Karl Cini of Nexia BT/BT International was one of the three men who carried out the “independent inquiry” into the quality of the hospital concrete

Published: April 24, 2016 at 12:44am

In September 2014, the government commissioned an “independent inquiry” in the quality of the concrete used to build the state general hospital, Mater Dei. The members of the independent inquiry board, constituted by Konrad Mizzi, Minister for Health, were Karl Cini of Nexia BT – who set up the minister’s secret company in Panama and secret trust in New Zealand, and an architect called Joseph Scalpello. The board, which has since concluded its report, was chaired by former judge Philip Sciberras, whose son is the minister’s legal counsel in libel proceedings.

I am in no position to say whether the report was impaired in its conclusions. I am not a concrete expert, and that is not the point I am making here, which is that the inquiry board constituted by the Minister for Health cannot in any way be considered independent, especially in the light of what we have since discovered about his secret financial affairs relationship with Cini.

Karl Cini secretly helped set up the Minister for Health's secret company in Panama and secret trust in New Zealand, through Nexia BT, in which he is a partner.  When this information was not yet in the public domain (and with no plans for it ever being in the public domain), the Minister for Health appointed Cini to the 'independent inquiry board' which he commissioned to examine the issue of concrete used to build the state general hospital.

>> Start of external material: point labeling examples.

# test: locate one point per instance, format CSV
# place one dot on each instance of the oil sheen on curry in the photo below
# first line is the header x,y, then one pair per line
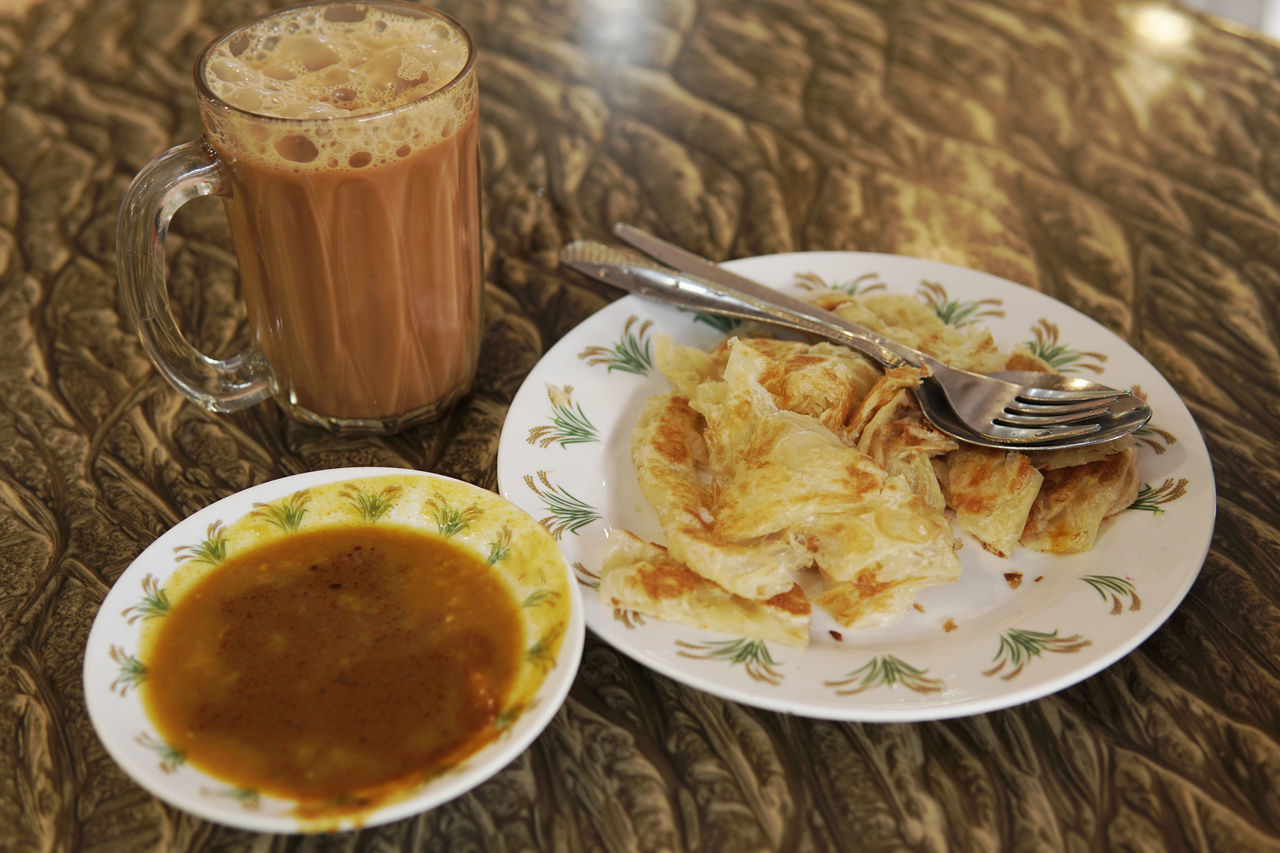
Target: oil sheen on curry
x,y
337,667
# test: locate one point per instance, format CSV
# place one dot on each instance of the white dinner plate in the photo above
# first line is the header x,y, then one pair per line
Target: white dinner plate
x,y
1008,632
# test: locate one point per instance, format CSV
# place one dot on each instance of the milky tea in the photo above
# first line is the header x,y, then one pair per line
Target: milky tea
x,y
348,137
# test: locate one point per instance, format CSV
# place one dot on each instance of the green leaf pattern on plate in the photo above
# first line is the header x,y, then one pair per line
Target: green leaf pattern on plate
x,y
568,514
370,505
132,671
287,512
631,352
211,550
885,670
1018,647
1060,356
1118,589
170,757
155,602
1151,498
570,424
752,653
958,313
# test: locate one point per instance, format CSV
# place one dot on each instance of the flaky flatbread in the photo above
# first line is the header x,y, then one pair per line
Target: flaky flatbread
x,y
992,492
1073,502
643,576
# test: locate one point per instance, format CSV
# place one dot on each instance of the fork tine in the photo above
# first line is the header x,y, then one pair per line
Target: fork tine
x,y
1064,395
1048,420
1059,410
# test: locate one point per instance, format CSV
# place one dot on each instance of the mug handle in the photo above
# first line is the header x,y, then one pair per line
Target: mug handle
x,y
155,195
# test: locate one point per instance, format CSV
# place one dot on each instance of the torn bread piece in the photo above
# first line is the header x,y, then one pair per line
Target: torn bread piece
x,y
1073,502
784,474
666,450
992,493
644,578
888,427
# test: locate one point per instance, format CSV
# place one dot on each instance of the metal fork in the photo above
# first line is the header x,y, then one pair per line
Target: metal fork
x,y
1025,409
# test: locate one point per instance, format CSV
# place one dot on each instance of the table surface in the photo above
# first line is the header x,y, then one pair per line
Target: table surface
x,y
1124,159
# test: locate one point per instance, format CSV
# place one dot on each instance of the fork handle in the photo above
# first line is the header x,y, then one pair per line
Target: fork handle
x,y
638,274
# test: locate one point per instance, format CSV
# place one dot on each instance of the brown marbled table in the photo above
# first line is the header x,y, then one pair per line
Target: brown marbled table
x,y
1125,164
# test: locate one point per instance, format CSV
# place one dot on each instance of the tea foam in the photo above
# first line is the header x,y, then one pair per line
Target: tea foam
x,y
352,63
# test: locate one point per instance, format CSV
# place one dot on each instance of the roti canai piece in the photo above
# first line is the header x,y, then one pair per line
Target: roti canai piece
x,y
643,576
784,474
992,492
1073,502
890,428
666,448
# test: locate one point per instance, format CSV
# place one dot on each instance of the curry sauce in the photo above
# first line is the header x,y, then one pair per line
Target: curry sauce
x,y
336,666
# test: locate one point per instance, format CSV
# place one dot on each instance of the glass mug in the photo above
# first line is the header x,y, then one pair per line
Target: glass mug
x,y
343,138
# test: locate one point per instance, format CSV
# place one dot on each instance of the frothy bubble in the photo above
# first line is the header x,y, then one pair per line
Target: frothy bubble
x,y
344,60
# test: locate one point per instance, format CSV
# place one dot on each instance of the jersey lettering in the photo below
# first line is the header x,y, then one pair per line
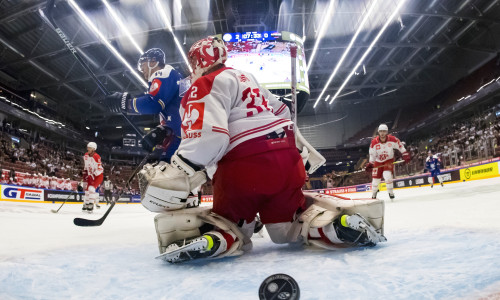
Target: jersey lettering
x,y
193,117
193,92
256,103
155,87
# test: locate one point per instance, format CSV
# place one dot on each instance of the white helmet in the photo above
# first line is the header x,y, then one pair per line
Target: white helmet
x,y
383,127
205,54
92,145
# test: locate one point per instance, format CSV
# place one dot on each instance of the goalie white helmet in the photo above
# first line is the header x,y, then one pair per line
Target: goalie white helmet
x,y
383,127
92,145
205,54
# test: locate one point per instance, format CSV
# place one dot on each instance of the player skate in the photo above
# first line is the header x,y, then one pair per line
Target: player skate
x,y
368,236
205,246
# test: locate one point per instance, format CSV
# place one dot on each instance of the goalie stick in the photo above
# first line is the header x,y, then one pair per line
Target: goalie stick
x,y
47,17
56,211
385,165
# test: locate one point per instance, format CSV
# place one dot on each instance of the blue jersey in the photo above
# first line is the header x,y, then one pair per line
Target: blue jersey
x,y
432,164
163,98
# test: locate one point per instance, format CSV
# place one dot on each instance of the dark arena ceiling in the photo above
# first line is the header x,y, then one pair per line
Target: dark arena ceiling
x,y
426,47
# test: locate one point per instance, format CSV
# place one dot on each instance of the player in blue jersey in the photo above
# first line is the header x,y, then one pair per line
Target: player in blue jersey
x,y
432,164
162,98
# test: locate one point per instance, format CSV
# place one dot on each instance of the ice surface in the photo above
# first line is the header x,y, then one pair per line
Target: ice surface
x,y
443,243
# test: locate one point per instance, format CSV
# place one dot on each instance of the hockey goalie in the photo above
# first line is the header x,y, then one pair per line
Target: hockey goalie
x,y
241,136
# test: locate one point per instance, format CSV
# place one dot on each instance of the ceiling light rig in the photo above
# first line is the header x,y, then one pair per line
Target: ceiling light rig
x,y
167,23
382,30
122,26
344,55
103,39
322,30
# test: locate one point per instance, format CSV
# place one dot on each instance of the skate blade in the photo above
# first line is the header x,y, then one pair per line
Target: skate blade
x,y
172,254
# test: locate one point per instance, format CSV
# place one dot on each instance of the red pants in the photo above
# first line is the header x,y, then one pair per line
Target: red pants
x,y
95,181
387,166
260,176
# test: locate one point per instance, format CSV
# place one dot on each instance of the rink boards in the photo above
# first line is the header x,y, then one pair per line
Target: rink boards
x,y
476,171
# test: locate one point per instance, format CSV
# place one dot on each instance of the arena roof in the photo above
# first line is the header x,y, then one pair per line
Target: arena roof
x,y
428,46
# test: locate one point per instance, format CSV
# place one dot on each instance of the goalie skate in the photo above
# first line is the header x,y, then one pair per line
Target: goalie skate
x,y
359,223
196,248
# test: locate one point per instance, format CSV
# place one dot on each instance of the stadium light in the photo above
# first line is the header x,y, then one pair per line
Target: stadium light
x,y
103,39
122,26
47,120
348,93
388,92
322,30
382,30
344,55
166,21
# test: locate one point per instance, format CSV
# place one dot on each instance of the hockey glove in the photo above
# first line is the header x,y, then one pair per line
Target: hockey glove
x,y
117,102
369,167
161,135
406,157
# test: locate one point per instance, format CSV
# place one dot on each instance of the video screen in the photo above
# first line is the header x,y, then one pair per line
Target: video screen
x,y
267,58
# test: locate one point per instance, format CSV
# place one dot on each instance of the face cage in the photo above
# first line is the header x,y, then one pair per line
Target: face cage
x,y
143,183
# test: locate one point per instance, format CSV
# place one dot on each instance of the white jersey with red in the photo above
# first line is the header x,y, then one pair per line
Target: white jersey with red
x,y
223,109
45,183
60,184
53,184
68,186
92,165
381,153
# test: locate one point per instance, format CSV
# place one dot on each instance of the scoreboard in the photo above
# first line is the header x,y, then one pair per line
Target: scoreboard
x,y
251,36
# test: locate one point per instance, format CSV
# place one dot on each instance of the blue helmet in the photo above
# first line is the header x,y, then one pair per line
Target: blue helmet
x,y
153,54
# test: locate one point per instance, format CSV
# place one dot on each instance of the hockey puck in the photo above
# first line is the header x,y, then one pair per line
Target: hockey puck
x,y
279,286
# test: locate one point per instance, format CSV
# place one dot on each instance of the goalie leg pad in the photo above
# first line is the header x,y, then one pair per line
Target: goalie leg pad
x,y
168,188
182,226
325,210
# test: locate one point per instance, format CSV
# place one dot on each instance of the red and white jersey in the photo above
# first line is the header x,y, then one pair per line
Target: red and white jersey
x,y
382,152
60,184
68,186
223,109
44,183
93,164
53,184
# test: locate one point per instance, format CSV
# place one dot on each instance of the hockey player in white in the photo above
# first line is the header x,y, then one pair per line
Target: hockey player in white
x,y
92,175
382,158
244,138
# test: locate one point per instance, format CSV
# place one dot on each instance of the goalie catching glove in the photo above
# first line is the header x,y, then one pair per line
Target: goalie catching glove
x,y
118,102
406,157
168,185
312,159
160,136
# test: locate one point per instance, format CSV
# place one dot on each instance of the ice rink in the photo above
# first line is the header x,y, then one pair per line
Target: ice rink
x,y
443,243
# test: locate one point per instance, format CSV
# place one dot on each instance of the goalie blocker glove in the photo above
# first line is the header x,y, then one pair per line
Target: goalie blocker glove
x,y
161,135
118,102
406,157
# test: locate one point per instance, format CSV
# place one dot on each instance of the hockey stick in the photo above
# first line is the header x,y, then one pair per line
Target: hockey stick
x,y
56,211
293,85
52,24
385,165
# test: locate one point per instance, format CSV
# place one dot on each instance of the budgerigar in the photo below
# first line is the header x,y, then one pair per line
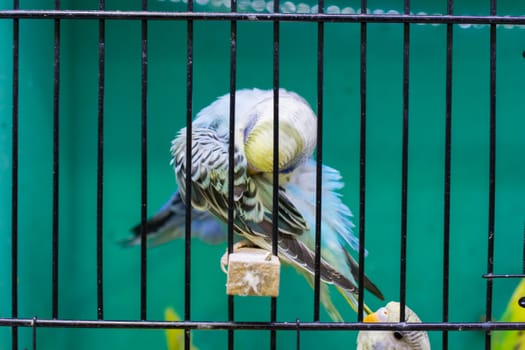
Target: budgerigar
x,y
514,312
392,340
253,186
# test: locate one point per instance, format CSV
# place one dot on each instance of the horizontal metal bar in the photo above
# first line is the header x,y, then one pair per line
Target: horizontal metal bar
x,y
495,275
312,17
290,326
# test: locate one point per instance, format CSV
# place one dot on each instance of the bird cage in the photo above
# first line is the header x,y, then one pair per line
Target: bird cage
x,y
419,106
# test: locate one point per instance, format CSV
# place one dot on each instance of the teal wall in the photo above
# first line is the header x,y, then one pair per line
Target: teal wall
x,y
166,113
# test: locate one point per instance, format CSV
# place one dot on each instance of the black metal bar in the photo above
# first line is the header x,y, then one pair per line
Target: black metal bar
x,y
492,172
100,163
448,153
144,168
275,189
298,335
34,332
231,150
189,142
228,16
54,210
362,167
404,165
319,164
14,181
251,326
493,275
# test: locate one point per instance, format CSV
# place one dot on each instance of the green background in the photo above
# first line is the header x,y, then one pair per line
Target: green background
x,y
166,114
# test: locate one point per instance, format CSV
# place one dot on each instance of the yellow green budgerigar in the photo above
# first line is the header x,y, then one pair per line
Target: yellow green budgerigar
x,y
253,188
515,340
392,340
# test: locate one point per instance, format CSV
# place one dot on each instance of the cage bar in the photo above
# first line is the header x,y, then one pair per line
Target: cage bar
x,y
319,163
404,165
14,178
448,154
100,162
492,171
231,159
362,165
144,167
56,153
189,142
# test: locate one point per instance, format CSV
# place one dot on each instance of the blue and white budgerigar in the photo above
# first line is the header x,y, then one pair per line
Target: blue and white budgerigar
x,y
253,188
392,340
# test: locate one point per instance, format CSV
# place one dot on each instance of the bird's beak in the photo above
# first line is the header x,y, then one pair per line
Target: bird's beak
x,y
372,318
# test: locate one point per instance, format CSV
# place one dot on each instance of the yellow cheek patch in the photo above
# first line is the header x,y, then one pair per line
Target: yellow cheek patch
x,y
259,147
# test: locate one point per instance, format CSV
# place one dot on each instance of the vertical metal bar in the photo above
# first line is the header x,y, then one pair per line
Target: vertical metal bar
x,y
56,119
275,203
100,162
231,150
404,171
144,168
298,335
189,140
362,167
492,171
448,140
319,160
14,181
523,256
33,326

Karl Cini secretly helped set up the Minister for Health’s secret company in Panama and secret trust in New Zealand, through Nexia BT, in which he is a partner.
When this information was not yet in the public domain (and with no plans for it ever being in the public domain), the Minister for Health appointed Cini to the ‘independent inquiry board’ which he commissioned to examine the issue of concrete used to build the state general hospital.